If you are lucky, your future will remain undetermined. After all, there's
only one certain closed function for the future, which is its ... End.

PS: there's a contraction when people want to make free willed choices and
remain undetermined at the same time. And it gets turned on its head when
people are determined not to make any decisions, because ultimately, they will
be deprived of all choices.

PPS: In law and politics especially, determining a 'fact' often has the
ridiculous outcome that ridiculous rules based on rough estimates determine a
detrimental outcome, e.g. age-limits on movies or tax collection. Those are
real underlying problems, not philosophy. And the very notion of free will
comes into play with 'wanton'. That does not just play a role with e.g.
premediated murder, but "Willkürverbot" against law and court is anchored in
the German Grundgesetz, that every decision must be based on reason. "Willkür"
roughly translates to ... wow, I guess, "good faith". Whereas 'voluntary' is
"freiwillig" (free willing). "Wille" compares to "Wahl" (election, choice).
The history of "Willkür" is complicated, but Pfeifer compares Sanskr. "juis-",
for "Kür" and related words, which reminds too much of Lt. 'iius'.

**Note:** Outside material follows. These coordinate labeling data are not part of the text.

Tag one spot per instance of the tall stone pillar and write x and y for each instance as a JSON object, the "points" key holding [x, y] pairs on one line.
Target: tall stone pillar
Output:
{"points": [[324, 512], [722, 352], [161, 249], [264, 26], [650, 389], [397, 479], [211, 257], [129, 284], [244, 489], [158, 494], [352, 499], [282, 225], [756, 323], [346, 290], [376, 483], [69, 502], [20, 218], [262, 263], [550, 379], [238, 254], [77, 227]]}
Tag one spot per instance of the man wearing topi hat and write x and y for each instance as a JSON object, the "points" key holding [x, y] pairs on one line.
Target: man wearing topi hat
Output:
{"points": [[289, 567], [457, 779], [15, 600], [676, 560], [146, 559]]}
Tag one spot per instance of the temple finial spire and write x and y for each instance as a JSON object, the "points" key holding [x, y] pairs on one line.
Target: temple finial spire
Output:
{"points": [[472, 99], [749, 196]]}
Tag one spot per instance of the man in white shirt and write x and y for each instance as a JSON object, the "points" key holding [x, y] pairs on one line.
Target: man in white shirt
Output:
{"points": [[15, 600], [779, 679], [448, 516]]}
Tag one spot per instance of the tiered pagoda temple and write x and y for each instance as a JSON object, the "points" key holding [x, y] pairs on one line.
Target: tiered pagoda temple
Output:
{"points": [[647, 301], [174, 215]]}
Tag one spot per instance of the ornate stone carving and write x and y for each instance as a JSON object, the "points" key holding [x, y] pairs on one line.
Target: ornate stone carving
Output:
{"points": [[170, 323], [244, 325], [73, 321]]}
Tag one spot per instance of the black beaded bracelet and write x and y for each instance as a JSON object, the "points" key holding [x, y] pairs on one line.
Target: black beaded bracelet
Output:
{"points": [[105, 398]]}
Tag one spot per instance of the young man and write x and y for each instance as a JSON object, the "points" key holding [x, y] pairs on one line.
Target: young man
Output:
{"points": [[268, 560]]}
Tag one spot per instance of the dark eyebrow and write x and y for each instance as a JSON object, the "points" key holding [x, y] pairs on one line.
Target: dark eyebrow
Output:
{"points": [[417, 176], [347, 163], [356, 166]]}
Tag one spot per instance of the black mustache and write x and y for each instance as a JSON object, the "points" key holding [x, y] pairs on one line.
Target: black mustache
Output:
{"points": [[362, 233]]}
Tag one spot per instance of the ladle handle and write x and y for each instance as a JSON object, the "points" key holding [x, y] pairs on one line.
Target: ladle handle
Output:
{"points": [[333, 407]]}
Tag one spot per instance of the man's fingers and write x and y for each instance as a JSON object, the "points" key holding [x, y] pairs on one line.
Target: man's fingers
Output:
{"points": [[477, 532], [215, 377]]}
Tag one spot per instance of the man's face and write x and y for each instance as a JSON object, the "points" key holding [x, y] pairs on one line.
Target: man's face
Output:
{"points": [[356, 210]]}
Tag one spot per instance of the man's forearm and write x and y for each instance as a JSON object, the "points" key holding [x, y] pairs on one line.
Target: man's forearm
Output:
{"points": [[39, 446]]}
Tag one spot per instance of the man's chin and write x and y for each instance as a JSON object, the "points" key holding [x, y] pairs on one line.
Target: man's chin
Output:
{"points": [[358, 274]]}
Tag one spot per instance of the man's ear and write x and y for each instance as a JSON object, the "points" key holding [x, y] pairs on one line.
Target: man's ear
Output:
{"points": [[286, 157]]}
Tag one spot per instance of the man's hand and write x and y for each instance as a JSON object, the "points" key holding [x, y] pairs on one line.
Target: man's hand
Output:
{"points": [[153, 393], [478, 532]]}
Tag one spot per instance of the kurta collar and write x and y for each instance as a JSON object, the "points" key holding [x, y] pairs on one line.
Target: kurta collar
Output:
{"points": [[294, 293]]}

> got. kiusan ‘prüfen’. Hierzu stellen sich außergerm. Entsprechungen wie
> aind. juṣátē, jṓṣati ‘hat gern, findet Gefallen, genießt’, awest. zaoš-,
> apers. dauš- ‘an etw. Gefallen finden’, griech. gé͞uesthai (γεύεσθαι)
> ‘kosten, schmecken, zu spüren bekommen’, lat. dēgūnere ‘kosten’, air. togu
> ‘wählen’ und, mit dentalem Element wie in ↗kosten (s. d.), lat. gustāre
> ‘kosten, genießen’, die auf eine gemeinsame Wurzel ie. _g̑eus-_ ‘kosten,
> genießen, schmecken’ (im Germ. und Kelt. ‘wählen’ durch Übertragung des
> Wahrnehmens und Prüfens auf andere Sinnesbereiche) führen.

"iius" also reminds of 'juice', as far as enjoyment goes, which with relations
to blood (cp. Agr. ear - blood, juice; and the four humors [juices] theory,
"Viersäfteleehre"). 'Joy' itself looks related. Talk about bad blood and
gusto. Gives August a different perspective, too.

Whereas "free" has to be compared to "Frieden" (piece), with a sense secure,
bounded (cp. fence? Friesen ... Brit vs Fritz, through 'bh'?). Still Lt.
"volens" has to be compared to Ger. "wollens" (and vollends?). Ultimately I
take a shortcut and equate well with will to derive good (cp Ger. "Güte" \-
mercy, quality, "Gut" \- merch, lot [of a farm]); And 'faith' from "Treu und
Glauben" and "guter Glaube" which expresses the notion of Willkür for old
Kurpfalzen best, by my own esteemed estimate. This derivation is a bit of a
freestyle ("Kür" as in sports). "Kür" could relate to 'sure' if a prehistoric
_scur_ is assumed, which is, of course, obscure, as is 'obscure'.

So we see that the words _free will_ are not literal because a lot of punning
was involved.

None of that has anything to do with stars, but election is superficially
cognate with illuminate (elector - sun; lux - light; lego - collect, read;
ligo - bind) and to star has something to do with being appointed.